Buddle Findlay said it couldn’t give figures but was “currently undertaking some work to better understand our pro bono spend”.

MinterEllisonRuddWatts said it might have donated at least $300,000 in pro bono legal work each year for the past three years, “but we can’t document this accurately”.

Simpson Grierson did not give dollar figures but said it had donated more than 4427 hours of pro bono time in 2021, up from 2997 hours the year before.

DLA Piper valued its pro bono work at $1.04m in 2021, up from $737,287 and $875,071 in the previous years.

Formal structures 

Legal consultant Emily Morrow said most major firms would be happy for their lawyers to do work for nothing as long as they kept up with their billable targets.

“Most lawyers give lip service to the idea that this is a good thing to do, and their lawyers are encouraged to do it,” she said.

Chapman Tripp, Russell McVeagh, Minters and Bell Gully said pro bono hours were treated as normal billable hours for staff performance reviews. Buddle Findlay said pro bono hours might count as billables in “some circumstances”.

Simpson Grierson said it launched a new policy on July 1 which allowed pro bono hours to be treated as billables in this way. The firm has been working on a more structured pro bono offering, with a partner Shan Wilson becoming a dedicated pro bono partner in 2020.


Aotearoa Legal Workers’ Union co-president Tess Upperton (pictured above) said the treatment of pro bono hours varied from firm to firm, but this move was a “promising step”.

“But I would say that pro bono reveals the flaws in the billable-hours model from the start.

“Hopefully this move recognises that junior lawyers are under significant time pressure and [while] the idea of pro bono is great, as a union we aren’t going to support people doing pro bono if it's in their free or spare time.”

Upperton added that more pro bono funding should go toward community law and charities which fund key legal services so that people who can’t afford them benefit, rather than to law-firm partners’ passion projects or hobbies.

Morrow said increasingly, "millennials are not only looking for good money, good work and good treatment, but they are looking for meaning. A lot of them are very concerned, for example, about climate change”.   

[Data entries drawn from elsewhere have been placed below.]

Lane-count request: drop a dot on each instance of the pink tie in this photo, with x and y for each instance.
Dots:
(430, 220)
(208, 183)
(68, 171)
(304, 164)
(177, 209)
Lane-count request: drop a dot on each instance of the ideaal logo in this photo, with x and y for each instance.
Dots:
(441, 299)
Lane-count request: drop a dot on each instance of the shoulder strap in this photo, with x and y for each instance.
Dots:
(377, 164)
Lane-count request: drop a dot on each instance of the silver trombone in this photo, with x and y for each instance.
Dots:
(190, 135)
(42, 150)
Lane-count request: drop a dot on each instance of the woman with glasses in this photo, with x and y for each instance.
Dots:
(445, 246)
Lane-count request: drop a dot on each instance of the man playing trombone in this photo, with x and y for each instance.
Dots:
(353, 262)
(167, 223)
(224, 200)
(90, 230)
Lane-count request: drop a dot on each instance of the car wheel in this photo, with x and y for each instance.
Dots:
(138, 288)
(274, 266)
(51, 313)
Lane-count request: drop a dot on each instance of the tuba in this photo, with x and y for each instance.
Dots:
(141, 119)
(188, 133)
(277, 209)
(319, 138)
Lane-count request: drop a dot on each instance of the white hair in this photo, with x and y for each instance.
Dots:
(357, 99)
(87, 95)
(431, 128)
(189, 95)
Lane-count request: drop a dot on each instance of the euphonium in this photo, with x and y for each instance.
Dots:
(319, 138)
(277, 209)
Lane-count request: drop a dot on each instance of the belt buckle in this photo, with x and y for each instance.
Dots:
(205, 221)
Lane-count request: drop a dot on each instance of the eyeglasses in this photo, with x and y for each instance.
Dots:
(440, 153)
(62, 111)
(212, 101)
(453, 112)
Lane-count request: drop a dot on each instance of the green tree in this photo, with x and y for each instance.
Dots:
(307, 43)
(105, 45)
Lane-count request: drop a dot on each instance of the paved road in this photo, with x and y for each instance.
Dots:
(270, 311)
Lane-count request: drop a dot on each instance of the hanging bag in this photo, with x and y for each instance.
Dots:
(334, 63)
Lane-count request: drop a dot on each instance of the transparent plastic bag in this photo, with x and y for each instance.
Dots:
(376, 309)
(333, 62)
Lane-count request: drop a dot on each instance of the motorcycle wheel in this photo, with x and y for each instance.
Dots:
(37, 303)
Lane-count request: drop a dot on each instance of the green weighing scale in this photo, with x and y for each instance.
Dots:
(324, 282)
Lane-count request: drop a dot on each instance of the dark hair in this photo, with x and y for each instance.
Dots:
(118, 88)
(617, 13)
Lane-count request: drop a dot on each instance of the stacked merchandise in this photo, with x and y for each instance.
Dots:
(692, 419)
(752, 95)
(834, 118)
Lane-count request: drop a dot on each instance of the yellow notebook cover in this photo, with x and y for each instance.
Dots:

Russell McVeagh pro bono committee member Jesse Fairley said younger workers wanted pro bono assignments and it gave them exposure to work they would not ordinarily do.

“One of the focuses of our committee is to increase our pro bono utilisation across the different teams in the firm," he said, adding that at Russell McVeagh, a lot of the work was done by the litigation team.

“Whether someone is paying commercial rates or it’s a pro bono matter, the attention we give and the priority we place on it doesn’t matter.”